Profitability in Key Sectors

Profitability in the key sectors is measured by the net margin; this provides the return to managerial labour and the return on capital.


Laying Hens

Net margins for laying hens are based on data from a commissioned survey into the economics of egg production undertaken in 1992. The lapse in time and changes in the industry that have occurred since that time mean that the margins shown here can only be broad estimates but the trends in margin are robust.

2002 is currently estimated to show a rise in average profitability over the previous year. This reflects reasonably buoyant egg prices (38p per dozen at March 2003) coupled with year on year reductions in feed costs in the second half of 2002 due to lower feed cereal prices.

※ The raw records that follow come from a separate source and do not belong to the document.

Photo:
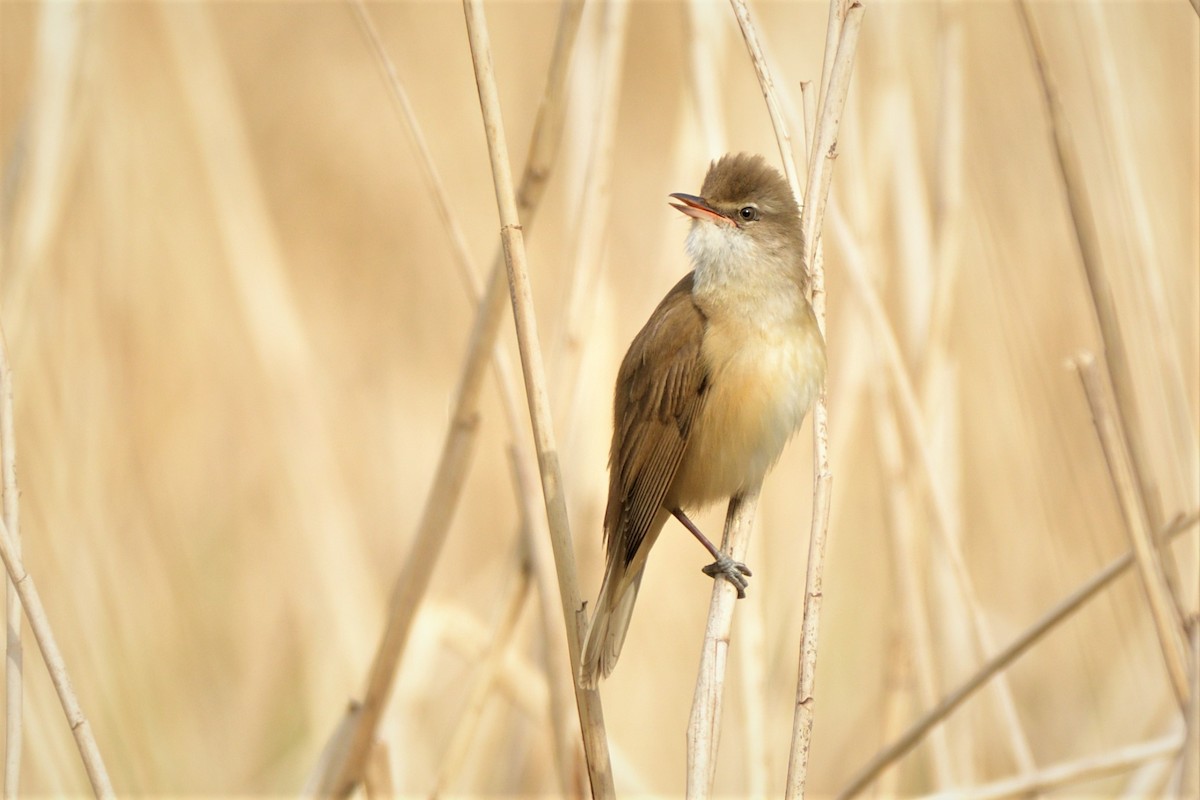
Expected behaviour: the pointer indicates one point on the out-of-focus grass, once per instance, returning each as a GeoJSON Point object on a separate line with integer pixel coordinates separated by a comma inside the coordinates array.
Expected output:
{"type": "Point", "coordinates": [184, 487]}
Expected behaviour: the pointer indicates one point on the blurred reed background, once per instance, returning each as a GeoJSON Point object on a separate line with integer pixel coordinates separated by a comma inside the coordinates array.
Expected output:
{"type": "Point", "coordinates": [235, 328]}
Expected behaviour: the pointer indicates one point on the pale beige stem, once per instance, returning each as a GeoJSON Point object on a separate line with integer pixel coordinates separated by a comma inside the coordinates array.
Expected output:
{"type": "Point", "coordinates": [1103, 301]}
{"type": "Point", "coordinates": [705, 722]}
{"type": "Point", "coordinates": [912, 601]}
{"type": "Point", "coordinates": [345, 756]}
{"type": "Point", "coordinates": [13, 650]}
{"type": "Point", "coordinates": [93, 762]}
{"type": "Point", "coordinates": [1165, 389]}
{"type": "Point", "coordinates": [911, 415]}
{"type": "Point", "coordinates": [1089, 768]}
{"type": "Point", "coordinates": [816, 197]}
{"type": "Point", "coordinates": [1048, 621]}
{"type": "Point", "coordinates": [783, 139]}
{"type": "Point", "coordinates": [1125, 482]}
{"type": "Point", "coordinates": [522, 458]}
{"type": "Point", "coordinates": [587, 701]}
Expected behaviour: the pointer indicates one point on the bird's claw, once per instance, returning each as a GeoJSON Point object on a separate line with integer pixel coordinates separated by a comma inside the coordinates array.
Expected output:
{"type": "Point", "coordinates": [736, 572]}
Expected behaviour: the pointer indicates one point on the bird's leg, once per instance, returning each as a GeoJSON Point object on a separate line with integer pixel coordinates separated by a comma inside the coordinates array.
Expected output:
{"type": "Point", "coordinates": [736, 572]}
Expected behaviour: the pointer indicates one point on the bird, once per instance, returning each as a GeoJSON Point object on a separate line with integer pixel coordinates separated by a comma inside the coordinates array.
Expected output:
{"type": "Point", "coordinates": [711, 389]}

The value of egg imports has been growing at a slightly faster rate than that of exports since mid 1999.

Table Chickens (broilers)

Net margins for broilers are estimates based on data from a variety of sources - the margins shown here should only be regarded as broad estimates but the trends in margin are robust.

Profitability in the broiler sector is expected to increase in 2002/03. This reflects year on year reductions in feed costs from mid 2002 onwards due to lower cereal and soya prices. Poultry prices are currently 49p per kg.

Total UK broiler production in 2002 was slightly lower than in 2001. Slaughterings in May 2003 were slightly higher than in May 2002.

The value of UK poultrymeat imports consistently exceeds that of exports and the gap has widened in recent years.